# Word Embeddings

We will be looking at vector representation of words and word embeddings generally in this notebook. Most of the examples are adapted from [Allison Parrish's notebook here](https://gist.github.com/aparrish/2f562e3737544cf29aaf1af30362f469) which has lots of great stuff.

First we will be playing with the data collected in a color survey conducted by the people (person?) behind [XKCD](https://xkcd.com/). From what I understand they asked many people to name colors as presented to them on screen - many people and many colors. So this led to a lot of data about what people think of when they say a given color.
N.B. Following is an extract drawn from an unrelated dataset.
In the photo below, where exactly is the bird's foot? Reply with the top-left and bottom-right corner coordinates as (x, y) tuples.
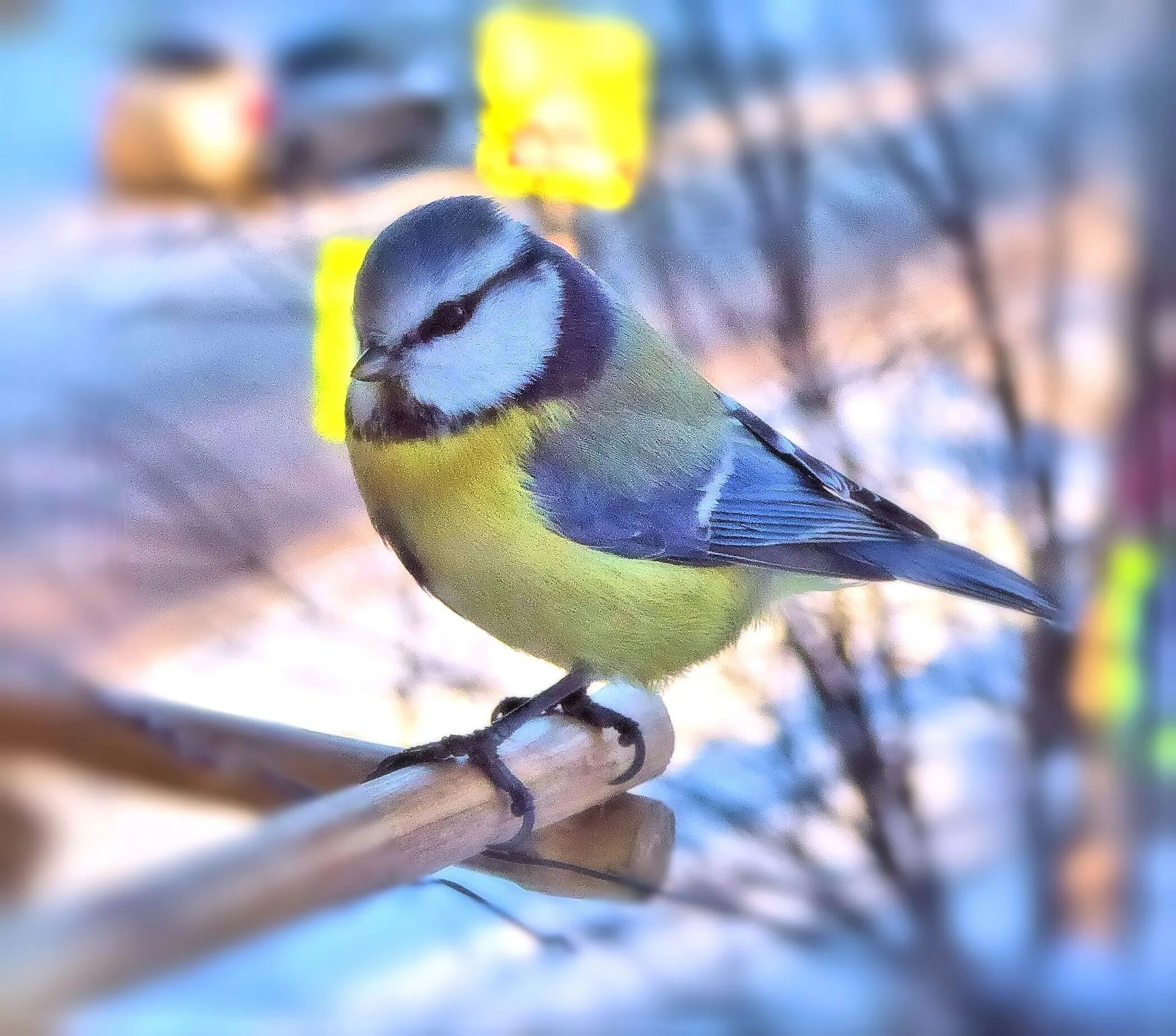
(490, 690), (646, 785)
(365, 729), (535, 849)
Also lots of interesting data about what different genders see (or names they come up with) and also just general ingenuity/boredom of people. [Read more about the survey here](https://blog.xkcd.com/2010/05/03/color-survey-results/).

[The color data can be downloaded here](https://github.com/dariusk/corpora/blob/master/data/colors/xkcd.json).

---

Furthur down in the notebook we use the text of [_Dracula_](http://www.gutenberg.org/cache/epub/345/pg345.txt) by Bram Stoker and [_The Yellow Wallpaper_](http://www.gutenberg.org/cache/epub/1952/pg1952.txt) by Charlotte Perkins Gilman which can be downloaded from Project Gutenberg.

In [None]:
import json
import matplotlib.pyplot as plt
import numpy as np
import random
import spacy


from scipy import spatial

I have downloaded the two text files (_Dracula_ and _The Yellow Wallpaper_) which we'll use at various points, so I'll just store them in variables below with the XKCD Color Data.

In [None]:
DRACULA = "pg345.txt"
YELLOW_WALLPAPER = "pg1952.txt"
XKCD_COLOR = "xkcd.json"

In [None]:
# lolad the json data about colours
color_data = json.loads(open(XKCD_COLOR).read())
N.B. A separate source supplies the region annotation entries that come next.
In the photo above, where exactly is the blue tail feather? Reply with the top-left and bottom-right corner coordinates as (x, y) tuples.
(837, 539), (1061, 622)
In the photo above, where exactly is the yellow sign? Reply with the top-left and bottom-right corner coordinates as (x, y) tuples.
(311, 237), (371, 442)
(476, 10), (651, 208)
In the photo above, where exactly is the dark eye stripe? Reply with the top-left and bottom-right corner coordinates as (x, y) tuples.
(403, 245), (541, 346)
The color data is stored as hex codes, so the function and loop below will convert the hex to a more recognizable RGB color and store it in a new dictionary.

In [None]:
def hex_to_int(s):
    s = s.lstrip("#")
    return int(s[:2], 16), int(s[2:4], 16), int(s[4:6], 16)

In [None]:
# translate the whole colour dictionary from hex to tuples of integers
colors = dict()
for item in color_data['colors']:
    colors[item["color"]] = hex_to_int(item["hex"])

In [None]:
print(colors)

In [None]:
colors['olive']

In [None]:
colors['red']

In [None]:
colors['pig pink']

This is just a simple function to turn the color code into an image.

In [None]:
def make_solid_color(rgb):
    # create a 64x64 matrix for red, green, blue colour values
    r = np.full((64,64), rgb[0])
    g = np.full((64,64), rgb[1])
    b = np.full((64,64), rgb[2])
    
    # stack the data to create a 3-channel image stored in a 3-dimensional array
    return np.dstack((r, g, b))

In [None]:
image = make_solid_color(colors['cloudy blue'])

print(colors['cloudy blue'])
print(image.shape)

plt.imshow(image)

You may have noticed that an RGB color value is a vector of length 3: (172, 194, 217)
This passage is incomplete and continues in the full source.